The letter, which law firm Bindman's sent yesterday (8 March), warned if the government did not meet its demands the campaign would "consider all available legal and other options".
It comes five months after the campaign revealed it was planning legal action against the government.
A spokesman for Bindmans said the firm had written to Damian Green, secretary of state for work and pensions, to "seek redress for the injustice suffered by women born in the 1950s resulting from the substantial changes to state pension arrangements that were not properly communicated."
The letter put forward "a number of proposals" seeking to mitigate the impact of those changes.
Bindmans partner Jamie Potter said: "For too long the women of Waspi have patiently and courteously sought to engage with the government to obtain redress for the very serious injustices brought about by successive governments' failure properly to communicate the changes to the state pension age.

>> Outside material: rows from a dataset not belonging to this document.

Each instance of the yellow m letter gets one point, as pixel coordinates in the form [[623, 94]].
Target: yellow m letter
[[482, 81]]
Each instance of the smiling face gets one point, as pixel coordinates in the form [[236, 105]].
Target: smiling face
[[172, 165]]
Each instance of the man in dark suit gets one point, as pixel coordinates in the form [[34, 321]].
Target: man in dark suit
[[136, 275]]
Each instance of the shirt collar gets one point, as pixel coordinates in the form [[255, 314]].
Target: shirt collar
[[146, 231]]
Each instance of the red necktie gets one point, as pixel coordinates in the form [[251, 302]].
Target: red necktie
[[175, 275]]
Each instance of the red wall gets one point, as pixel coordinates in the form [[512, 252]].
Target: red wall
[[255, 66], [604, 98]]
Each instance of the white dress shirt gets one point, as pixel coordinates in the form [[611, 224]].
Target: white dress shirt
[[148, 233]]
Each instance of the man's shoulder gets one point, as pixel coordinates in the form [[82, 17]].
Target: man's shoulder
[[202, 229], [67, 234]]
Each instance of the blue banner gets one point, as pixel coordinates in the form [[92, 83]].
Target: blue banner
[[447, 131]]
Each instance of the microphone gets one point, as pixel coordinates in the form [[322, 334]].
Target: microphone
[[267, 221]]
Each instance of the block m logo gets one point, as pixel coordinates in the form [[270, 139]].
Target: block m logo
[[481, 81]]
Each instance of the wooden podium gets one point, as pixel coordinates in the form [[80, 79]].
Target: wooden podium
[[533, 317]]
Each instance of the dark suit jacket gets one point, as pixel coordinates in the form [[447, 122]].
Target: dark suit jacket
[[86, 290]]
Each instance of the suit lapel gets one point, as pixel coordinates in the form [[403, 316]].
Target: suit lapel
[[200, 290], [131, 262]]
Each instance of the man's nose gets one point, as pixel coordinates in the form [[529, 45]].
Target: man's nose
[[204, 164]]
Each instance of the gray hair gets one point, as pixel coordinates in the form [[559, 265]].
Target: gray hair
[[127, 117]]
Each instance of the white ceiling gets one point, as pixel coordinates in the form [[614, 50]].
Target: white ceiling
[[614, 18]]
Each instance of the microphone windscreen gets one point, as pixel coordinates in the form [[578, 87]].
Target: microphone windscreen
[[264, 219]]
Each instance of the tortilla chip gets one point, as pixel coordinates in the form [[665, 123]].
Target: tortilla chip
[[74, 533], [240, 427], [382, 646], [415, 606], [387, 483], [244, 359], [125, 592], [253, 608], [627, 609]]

"Those calls have, unfortunately, fallen upon deaf ears. Our clients have therefore been forced to send formal legal correspondence to the government to call for concrete action.
"If the government refuses to consider these proposals, our clients will have no alternative but to consider all available legal and other options."
The letter was sent on International Women's Day, and coincided with a major Waspi demonstration outside parliament.
It came the same week government stated it would not allow women affected by the changes to access a reduced state pension early.
The government's statement was in response to a parliamentary petition started by Waspi splinter group, Waspi Voice.
In the statement, the government argued working longer was good for physical and mental health.